Vicente sostenía a Isabel, cuya mano ahora estaba vendada de forma apresurada, consolándola suavemente.
—Está bien. Estoy aquí —le acarició el cabello—. Nadie volverá a hacerte daño.
Isabel lloraba en sus brazos como una paloma herida, mientras yo era arrastrada como si no fuera nada, invisible y despreciada.
Centro de Detención de Nueva York, Bloque de Celdas 7.
Este era el lugar donde mantenían a las mujeres en prisión preventiva por delitos menores.
Cuando me empujaron dentro de la celda, unas pocas mujeres imponentes me rodearon.
—¿Chica nueva? ¿Por qué estás aquí? —la líder era una mujer grande con brazos tatuados.
—Por agresión. —respondí de manera simple.
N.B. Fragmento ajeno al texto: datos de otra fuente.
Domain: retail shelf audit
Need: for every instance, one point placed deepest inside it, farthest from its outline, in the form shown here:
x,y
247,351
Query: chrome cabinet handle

—Oh, una pequeña fiera —sonrió la mujer, crujiendo los nudillos—. ¿Conoces las reglas aquí? Las novatas pagan una cuota de protección.
—No tengo dinero.
—¿Sin dinero? —la expresión de la mujer se volvió agria—. Entonces tendrás que pagar de otra manera.
Esa noche, me empaparon con un balde de agua helada.
Al día siguiente, encontré fragmentos de vidrio mezclados con mi comida.
Al tercer día, empezaron a golpearme.
Y cada vez, justo antes de que me pusieran una mano encima, la líder decía lo mismo. —El jefe Vicente dijo que necesitas aprender una lección.
Así que, todo esto era obra de Vicente.
No solo quería que estuviera en la cárcel. Quería que me torturaran aquí.
Tres días después, me liberaron.
Era mi último día en Nueva York.
Arrastré mi cuerpo herido y roto fuera del centro de detención. La luz del sol era tan brillante que me dolían los ojos.
Al llegar a la puerta, una ola de mareo me invadió.
El mundo giró y colapsé sobre la acera.
Cuando desperté, estaba en otra habitación de hospital familiar.
Vicente estaba de pie junto a mi cama, con las manos en los bolsillos, su voz fría y distante.
—¿Has aprendido tu lección esta vez?